You are viewing a plain text version of this content. The canonical link for it is here.
Posted to general@lucene.apache.org by janis <ja...@yahoo.com> on 2009/01/02 06:56:41 UTC

Need help on a Lucene problem

Hi there,
 
Am working on web based Job search application using Lucene.User on my site
can search for jobs which are  within a radius of 100 miles from say
"Boston,MA" or any other location.
Also, I need to show the search results sorted by "relevance"(ie.
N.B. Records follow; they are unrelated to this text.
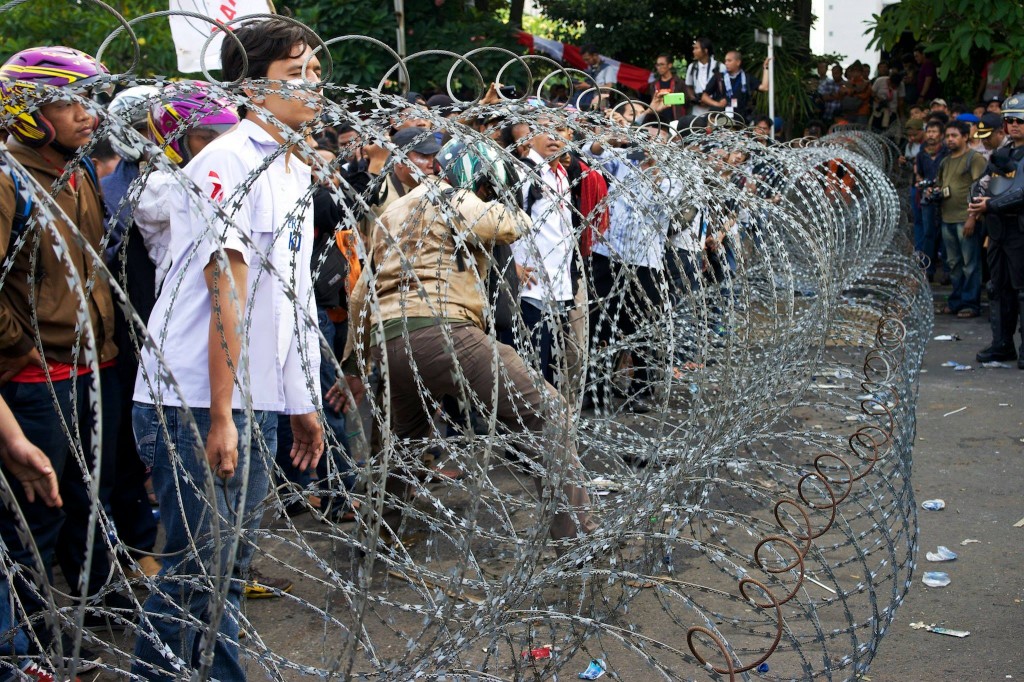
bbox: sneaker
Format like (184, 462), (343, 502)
(975, 343), (1017, 363)
(82, 592), (136, 626)
(243, 568), (293, 599)
(22, 663), (81, 682)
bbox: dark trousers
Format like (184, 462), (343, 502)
(275, 308), (355, 493)
(111, 262), (157, 559)
(0, 368), (117, 641)
(520, 300), (572, 387)
(590, 253), (665, 397)
(987, 222), (1024, 349)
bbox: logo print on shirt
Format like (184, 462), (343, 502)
(208, 171), (224, 204)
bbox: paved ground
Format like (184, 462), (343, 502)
(867, 288), (1024, 682)
(75, 282), (1024, 682)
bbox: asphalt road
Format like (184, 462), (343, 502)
(864, 290), (1024, 682)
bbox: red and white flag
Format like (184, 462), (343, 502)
(516, 31), (654, 92)
(167, 0), (273, 74)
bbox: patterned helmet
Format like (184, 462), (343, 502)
(148, 81), (239, 166)
(1002, 92), (1024, 119)
(437, 139), (515, 196)
(106, 85), (160, 163)
(0, 46), (109, 147)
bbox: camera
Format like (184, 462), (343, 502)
(916, 180), (942, 206)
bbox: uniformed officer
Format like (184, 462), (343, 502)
(970, 93), (1024, 370)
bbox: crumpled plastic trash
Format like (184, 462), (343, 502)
(925, 545), (957, 561)
(580, 658), (605, 680)
(928, 627), (971, 639)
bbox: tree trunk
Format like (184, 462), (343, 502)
(509, 0), (526, 29)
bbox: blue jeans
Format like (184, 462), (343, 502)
(132, 402), (278, 681)
(519, 299), (571, 387)
(942, 222), (981, 312)
(0, 368), (119, 643)
(913, 204), (942, 276)
(0, 569), (29, 680)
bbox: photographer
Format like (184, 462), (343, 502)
(969, 94), (1024, 370)
(913, 120), (947, 280)
(938, 121), (986, 317)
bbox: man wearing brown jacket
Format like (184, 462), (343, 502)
(0, 47), (124, 672)
(349, 143), (597, 554)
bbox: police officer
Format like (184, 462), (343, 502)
(970, 93), (1024, 370)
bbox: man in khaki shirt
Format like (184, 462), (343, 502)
(347, 139), (597, 553)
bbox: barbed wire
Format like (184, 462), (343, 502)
(0, 8), (932, 680)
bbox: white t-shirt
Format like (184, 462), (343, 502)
(512, 150), (575, 302)
(594, 151), (679, 270)
(686, 58), (726, 116)
(134, 120), (319, 415)
(871, 76), (906, 112)
(133, 170), (178, 291)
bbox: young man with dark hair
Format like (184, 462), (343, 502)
(913, 120), (946, 279)
(686, 38), (725, 116)
(938, 121), (986, 317)
(650, 52), (686, 123)
(913, 45), (939, 104)
(708, 50), (768, 121)
(132, 17), (324, 680)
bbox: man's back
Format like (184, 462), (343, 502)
(0, 139), (117, 364)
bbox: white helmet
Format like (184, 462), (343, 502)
(106, 85), (160, 163)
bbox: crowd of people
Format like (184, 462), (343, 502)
(802, 45), (1024, 369)
(0, 18), (1024, 680)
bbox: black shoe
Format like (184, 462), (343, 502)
(975, 343), (1020, 366)
(50, 633), (103, 675)
(626, 395), (653, 415)
(80, 592), (137, 626)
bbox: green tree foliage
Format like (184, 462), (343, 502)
(867, 0), (1024, 101)
(0, 0), (177, 76)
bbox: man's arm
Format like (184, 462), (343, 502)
(0, 397), (63, 507)
(0, 169), (43, 386)
(203, 249), (249, 478)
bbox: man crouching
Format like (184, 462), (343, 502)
(349, 131), (597, 554)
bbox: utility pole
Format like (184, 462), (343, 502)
(754, 29), (782, 139)
(394, 0), (409, 93)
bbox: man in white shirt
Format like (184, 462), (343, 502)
(590, 131), (682, 414)
(132, 18), (324, 680)
(512, 117), (575, 387)
(686, 38), (727, 116)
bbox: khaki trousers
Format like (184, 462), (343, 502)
(374, 325), (597, 540)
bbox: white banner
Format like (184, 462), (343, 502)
(168, 0), (272, 74)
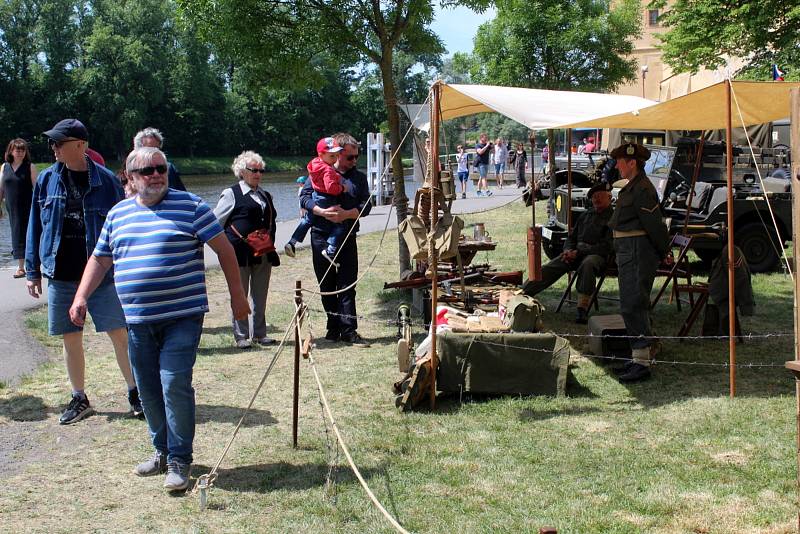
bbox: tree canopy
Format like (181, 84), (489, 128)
(651, 0), (800, 79)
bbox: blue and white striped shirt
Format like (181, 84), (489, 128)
(94, 189), (223, 324)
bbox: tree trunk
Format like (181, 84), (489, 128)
(380, 54), (411, 273)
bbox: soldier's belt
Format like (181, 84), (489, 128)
(614, 230), (647, 239)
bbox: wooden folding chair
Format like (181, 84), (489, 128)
(650, 234), (694, 311)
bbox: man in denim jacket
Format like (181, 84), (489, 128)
(25, 119), (142, 425)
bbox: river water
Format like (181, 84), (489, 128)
(0, 172), (418, 267)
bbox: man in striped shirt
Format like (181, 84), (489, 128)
(70, 147), (250, 491)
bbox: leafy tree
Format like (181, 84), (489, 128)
(651, 0), (800, 79)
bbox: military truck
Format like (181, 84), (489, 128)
(542, 139), (792, 272)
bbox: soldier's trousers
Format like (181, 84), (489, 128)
(614, 236), (661, 349)
(522, 254), (606, 297)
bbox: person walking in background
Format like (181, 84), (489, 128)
(456, 145), (469, 198)
(133, 128), (186, 191)
(214, 150), (281, 349)
(494, 137), (508, 189)
(300, 133), (372, 347)
(69, 147), (250, 491)
(475, 133), (494, 197)
(25, 119), (142, 425)
(0, 138), (38, 278)
(511, 143), (528, 188)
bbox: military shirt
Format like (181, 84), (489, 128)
(564, 206), (614, 258)
(608, 171), (670, 258)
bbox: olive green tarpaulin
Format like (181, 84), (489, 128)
(437, 332), (570, 396)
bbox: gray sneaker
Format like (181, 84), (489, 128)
(133, 451), (167, 477)
(164, 460), (192, 491)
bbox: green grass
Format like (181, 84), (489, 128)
(36, 156), (309, 175)
(0, 204), (797, 533)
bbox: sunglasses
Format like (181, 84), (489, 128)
(131, 165), (167, 176)
(47, 139), (80, 148)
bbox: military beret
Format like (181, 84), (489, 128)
(586, 182), (611, 200)
(611, 143), (650, 161)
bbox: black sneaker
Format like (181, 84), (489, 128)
(58, 396), (94, 425)
(128, 388), (144, 418)
(325, 330), (342, 343)
(341, 332), (370, 348)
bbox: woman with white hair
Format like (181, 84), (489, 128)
(214, 150), (280, 349)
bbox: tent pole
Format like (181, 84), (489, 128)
(428, 82), (442, 410)
(564, 128), (572, 234)
(786, 89), (800, 532)
(725, 78), (736, 398)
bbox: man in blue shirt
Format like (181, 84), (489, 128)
(300, 133), (372, 347)
(69, 147), (250, 491)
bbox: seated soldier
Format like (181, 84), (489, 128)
(522, 183), (613, 324)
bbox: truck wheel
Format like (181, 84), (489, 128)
(542, 238), (561, 260)
(735, 223), (780, 273)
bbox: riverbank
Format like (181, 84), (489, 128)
(0, 192), (796, 533)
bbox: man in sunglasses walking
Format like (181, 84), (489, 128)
(25, 119), (142, 425)
(300, 133), (372, 347)
(69, 147), (250, 491)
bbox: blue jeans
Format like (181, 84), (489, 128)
(128, 314), (204, 464)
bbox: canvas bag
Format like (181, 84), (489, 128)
(503, 295), (544, 332)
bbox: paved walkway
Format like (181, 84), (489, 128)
(0, 186), (521, 383)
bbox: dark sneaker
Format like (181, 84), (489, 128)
(58, 396), (94, 425)
(128, 388), (144, 417)
(325, 330), (342, 343)
(340, 332), (370, 348)
(164, 460), (192, 491)
(133, 451), (167, 477)
(619, 363), (650, 384)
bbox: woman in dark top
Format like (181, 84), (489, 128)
(0, 139), (38, 278)
(214, 150), (281, 349)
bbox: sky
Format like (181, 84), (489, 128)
(431, 6), (494, 56)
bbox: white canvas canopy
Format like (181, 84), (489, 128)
(555, 81), (800, 130)
(404, 84), (657, 131)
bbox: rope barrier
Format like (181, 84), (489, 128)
(308, 308), (409, 534)
(192, 308), (300, 498)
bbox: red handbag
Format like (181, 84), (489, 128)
(231, 199), (275, 256)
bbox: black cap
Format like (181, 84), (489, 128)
(611, 143), (650, 161)
(586, 182), (611, 200)
(44, 119), (89, 141)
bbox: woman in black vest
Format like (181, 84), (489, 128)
(0, 139), (37, 278)
(214, 150), (280, 349)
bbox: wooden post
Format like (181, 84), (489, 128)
(292, 280), (303, 449)
(725, 78), (736, 398)
(564, 128), (572, 234)
(786, 89), (800, 532)
(428, 82), (442, 410)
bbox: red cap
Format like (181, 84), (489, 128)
(317, 137), (344, 154)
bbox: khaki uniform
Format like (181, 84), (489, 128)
(608, 171), (669, 365)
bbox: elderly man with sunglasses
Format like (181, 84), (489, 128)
(69, 147), (250, 491)
(300, 133), (372, 347)
(25, 119), (142, 425)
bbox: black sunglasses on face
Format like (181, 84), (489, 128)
(131, 165), (167, 176)
(47, 139), (80, 149)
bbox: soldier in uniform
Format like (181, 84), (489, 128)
(608, 143), (670, 382)
(522, 184), (613, 324)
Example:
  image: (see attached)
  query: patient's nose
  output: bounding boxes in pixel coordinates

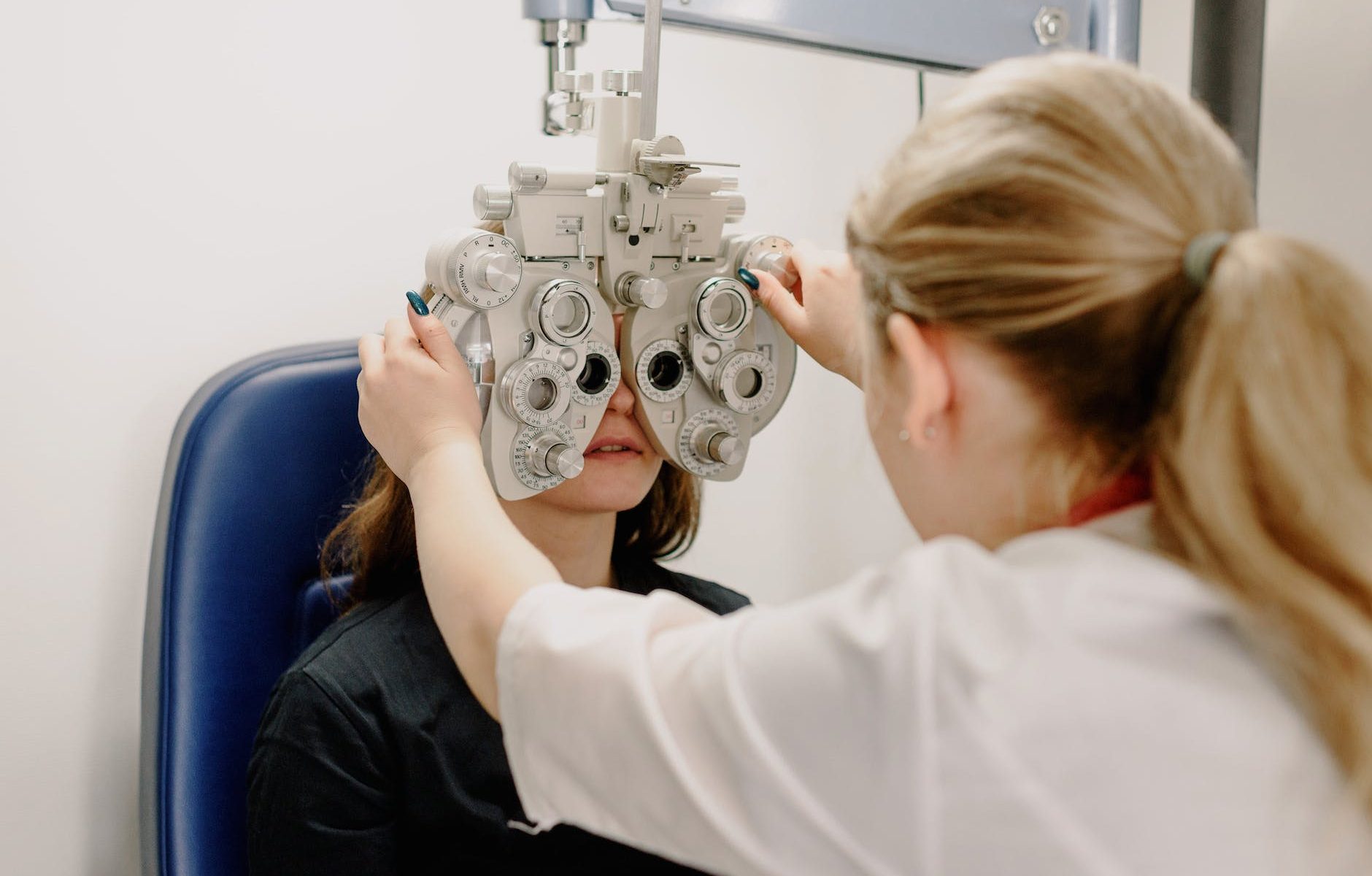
[608,377,634,416]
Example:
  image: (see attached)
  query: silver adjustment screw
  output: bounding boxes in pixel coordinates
[601,70,644,98]
[509,161,547,195]
[476,253,521,295]
[472,185,514,223]
[692,430,744,466]
[1033,6,1071,47]
[553,70,596,95]
[620,274,667,310]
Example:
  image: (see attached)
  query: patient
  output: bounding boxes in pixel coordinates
[248,312,748,876]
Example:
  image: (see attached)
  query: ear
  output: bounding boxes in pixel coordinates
[886,313,952,446]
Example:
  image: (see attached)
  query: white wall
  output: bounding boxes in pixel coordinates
[0,0,1372,873]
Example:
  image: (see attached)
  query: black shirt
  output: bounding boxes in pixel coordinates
[248,563,748,876]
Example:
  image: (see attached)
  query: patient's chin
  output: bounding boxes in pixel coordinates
[530,452,663,513]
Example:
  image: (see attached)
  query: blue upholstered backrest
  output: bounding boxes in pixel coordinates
[140,340,368,876]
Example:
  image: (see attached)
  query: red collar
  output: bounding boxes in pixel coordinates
[1068,464,1152,526]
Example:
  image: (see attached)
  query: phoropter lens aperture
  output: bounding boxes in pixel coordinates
[647,350,686,393]
[577,353,611,396]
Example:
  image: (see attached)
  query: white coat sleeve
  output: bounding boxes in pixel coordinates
[497,549,1009,876]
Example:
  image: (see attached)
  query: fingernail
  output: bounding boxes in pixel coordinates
[405,290,428,316]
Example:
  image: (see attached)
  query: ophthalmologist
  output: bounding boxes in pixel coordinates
[360,55,1372,876]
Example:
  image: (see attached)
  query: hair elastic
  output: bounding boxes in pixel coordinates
[1182,231,1229,288]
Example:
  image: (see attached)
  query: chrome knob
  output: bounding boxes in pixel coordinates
[476,253,523,295]
[509,161,547,195]
[472,185,514,223]
[553,70,596,93]
[617,280,667,310]
[547,444,586,479]
[692,429,744,466]
[601,70,644,95]
[528,432,586,478]
[758,253,800,288]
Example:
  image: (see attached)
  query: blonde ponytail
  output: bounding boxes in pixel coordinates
[848,53,1372,814]
[1151,232,1372,812]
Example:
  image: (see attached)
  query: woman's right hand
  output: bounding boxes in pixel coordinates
[755,246,862,387]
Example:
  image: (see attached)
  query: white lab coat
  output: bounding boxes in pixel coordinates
[497,505,1372,876]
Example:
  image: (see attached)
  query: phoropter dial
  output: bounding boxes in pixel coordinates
[692,277,753,340]
[634,338,695,404]
[510,421,586,491]
[738,235,800,288]
[714,350,776,415]
[530,280,596,347]
[677,408,745,478]
[424,228,524,310]
[501,358,572,426]
[572,340,620,408]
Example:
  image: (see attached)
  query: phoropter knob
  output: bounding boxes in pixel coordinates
[617,280,667,310]
[472,185,514,223]
[758,253,800,288]
[692,429,744,466]
[601,70,644,95]
[476,253,523,295]
[528,432,586,479]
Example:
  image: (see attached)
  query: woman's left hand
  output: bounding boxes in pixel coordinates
[357,307,482,483]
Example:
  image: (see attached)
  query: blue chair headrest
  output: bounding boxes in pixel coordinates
[140,340,369,876]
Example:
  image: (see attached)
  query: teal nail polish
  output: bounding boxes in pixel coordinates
[405,290,428,316]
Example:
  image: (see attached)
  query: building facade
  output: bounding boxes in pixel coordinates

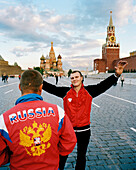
[40,42,63,75]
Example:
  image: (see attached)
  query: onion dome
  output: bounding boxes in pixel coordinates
[40,55,45,60]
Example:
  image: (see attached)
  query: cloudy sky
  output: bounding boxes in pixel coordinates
[0,0,136,70]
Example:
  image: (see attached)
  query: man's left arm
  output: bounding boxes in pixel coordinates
[85,60,128,98]
[0,134,9,167]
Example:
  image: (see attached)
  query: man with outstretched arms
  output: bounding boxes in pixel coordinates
[0,70,76,170]
[43,61,127,170]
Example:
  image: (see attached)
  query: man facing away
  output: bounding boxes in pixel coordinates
[0,70,76,170]
[43,61,127,170]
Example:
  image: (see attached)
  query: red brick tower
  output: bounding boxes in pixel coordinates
[102,11,120,70]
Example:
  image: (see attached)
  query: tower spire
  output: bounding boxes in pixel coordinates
[109,11,113,27]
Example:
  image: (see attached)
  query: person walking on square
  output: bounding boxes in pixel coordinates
[43,61,127,170]
[121,75,124,87]
[55,75,58,85]
[0,70,77,170]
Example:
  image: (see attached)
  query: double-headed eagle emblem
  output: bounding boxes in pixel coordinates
[19,121,51,156]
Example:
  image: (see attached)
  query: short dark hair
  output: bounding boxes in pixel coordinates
[70,70,83,77]
[70,70,84,83]
[20,70,43,94]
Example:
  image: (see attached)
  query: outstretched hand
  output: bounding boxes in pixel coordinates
[115,60,128,76]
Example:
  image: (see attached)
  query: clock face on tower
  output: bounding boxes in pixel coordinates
[110,36,116,43]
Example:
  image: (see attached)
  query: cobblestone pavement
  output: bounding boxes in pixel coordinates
[0,78,136,170]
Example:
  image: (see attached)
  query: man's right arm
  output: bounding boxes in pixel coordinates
[0,134,9,167]
[58,106,77,156]
[43,81,70,98]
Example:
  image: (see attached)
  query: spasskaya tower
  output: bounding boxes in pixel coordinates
[94,11,120,72]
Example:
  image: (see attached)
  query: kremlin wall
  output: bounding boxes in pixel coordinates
[0,11,136,76]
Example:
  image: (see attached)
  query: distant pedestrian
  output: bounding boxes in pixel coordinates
[55,75,58,85]
[2,74,4,81]
[43,61,127,170]
[121,75,124,87]
[18,75,21,80]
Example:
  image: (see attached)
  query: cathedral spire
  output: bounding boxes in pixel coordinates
[109,11,113,27]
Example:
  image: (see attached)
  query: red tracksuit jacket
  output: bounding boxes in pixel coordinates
[0,94,76,170]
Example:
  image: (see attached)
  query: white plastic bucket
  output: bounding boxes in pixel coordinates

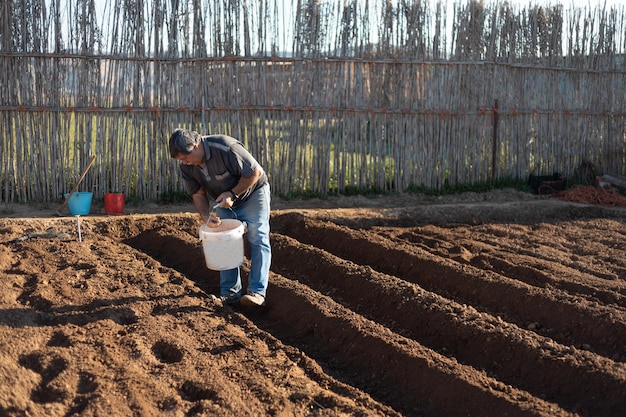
[199,219,244,271]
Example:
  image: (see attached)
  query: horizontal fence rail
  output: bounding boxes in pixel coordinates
[0,0,626,203]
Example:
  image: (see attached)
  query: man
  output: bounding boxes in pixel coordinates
[169,129,272,306]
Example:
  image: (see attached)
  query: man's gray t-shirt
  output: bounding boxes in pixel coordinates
[180,135,267,206]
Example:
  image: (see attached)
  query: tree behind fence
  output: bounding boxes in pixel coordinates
[0,0,626,202]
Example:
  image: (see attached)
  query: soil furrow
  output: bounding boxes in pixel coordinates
[272,234,626,416]
[380,229,626,307]
[274,214,626,359]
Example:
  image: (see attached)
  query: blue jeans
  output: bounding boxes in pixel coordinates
[216,184,272,297]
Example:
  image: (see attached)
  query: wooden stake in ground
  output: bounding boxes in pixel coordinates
[57,155,96,216]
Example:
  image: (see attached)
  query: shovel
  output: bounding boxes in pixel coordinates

Score
returned by lucene) in descending order.

I'm using  a 3rd party API to fetch all the cities within given radius of a
city.This API returns me around 864 cities within 100 miles radius of
"Boston,MA".

I'm building the city/state Lucene query using the following logic which is
part of my "BuildNearestCitiesQuery" method.
Here nearestCities is a hashtable returned by the above API.It contains 864
cities with CityName ass key and StateCode as value. 
And finalQuery is a Lucene BooleanQuery object which contains other search
criteria entered by the user like:skills,keywords,etc.

/*code*/            
foreach (string city in nearestCities.Keys)

{

    BooleanQuery tempFinalQuery = finalQuery;

    cityStateQuery = new BooleanQuery();    

    queryCity = queryParserCity.Parse(city);

    queryState = queryParserState.Parse(((string[])nearestCities[city])[1]);

    cityStateQuery.Add(queryCity, BooleanClause.Occur.MUST); //must is like
an AND

    cityStateQuery.Add(queryState, BooleanClause.Occur.MUST);

} 


nearestCityQuery.Add(cityStateQuery, BooleanClause.Occur.SHOULD); //should
is like an OR

 

finalQuery.Add(nearestCityQuery, BooleanClause.Occur.MUST);

 

/*code*/

 


I then input finalQuery object to Lucene's Search method to get all the jobs
within 100 miles radius.:

searcher.Search(finalQuery, collector);

 

I found out this BuildNearestCitiesQuery method takes a whopping 29 seconds
on an average to execute which obviously is unacceptable by any standards of
a website.I also found out that the statements involving "Parse" take a
considerable amount of time to execute as compared to other statements.
 
A job for a given location is a dynamic attribute in the sense that a city
could have 2 jobs(meeting a particular search criteria) today,but zero job
for the same search criteria after 3 days.So,I cannot use any "Caching" over
here.

Is there any way I can optimize this logic?or for that matter my whole
approach/algorithm towards finding all jobs within 100 miles using Lucene?
 

FYI,here is how my indexing in Lucene looks like:

 

doc.Add(new Field("jobId", job.JobID.ToString().Trim(), Field.Store.YES,
Field.Index.UN_TOKENIZED));

doc.Add(new Field("title", job.JobTitle.Trim(), Field.Store.YES,
Field.Index.TOKENIZED));

doc.Add(new Field("description", job.JobDescription.Trim(), Field.Store.NO,
Field.Index.TOKENIZED));

doc.Add(new Field("city", job.City.Trim(), Field.Store.YES,
Field.Index.TOKENIZED , Field.TermVector.YES));

doc.Add(new Field("state", job.StateCode.Trim(), Field.Store.YES,
Field.Index.TOKENIZED, Field.TermVector.YES));

doc.Add(new Field("citystate", job.City.Trim() + ", " +
job.StateCode.Trim(), Field.Store.YES, Field.Index.UN_TOKENIZED ,
Field.TermVector.YES));

doc.Add(new Field("datePosted", jobPostedDateTime, Field.Store.YES,
Field.Index.UN_TOKENIZED));

doc.Add(new Field("company", job.HiringCoName.Trim(), Field.Store.YES,
Field.Index.TOKENIZED));

doc.Add(new Field("jobType", job.JobTypeID.ToString(), Field.Store.NO,
Field.Index.UN_TOKENIZED,Field.TermVector.YES));

doc.Add(new Field("sector", job.SectorID.ToString(), Field.Store.NO,
Field.Index.UN_TOKENIZED, Field.TermVector.YES));

doc.Add(new Field("showAllJobs", "yy", Field.Store.NO,
Field.Index.UN_TOKENIZED));


Thanks a ton for reading!I would really appreciate your help on this.
 
 
Janis
-- 
View this message in context: http://www.nabble.com/Need-help-on-a-Lucene-problem-tp21248342p21248342.html
Sent from the Lucene - General mailing list archive at Nabble.com.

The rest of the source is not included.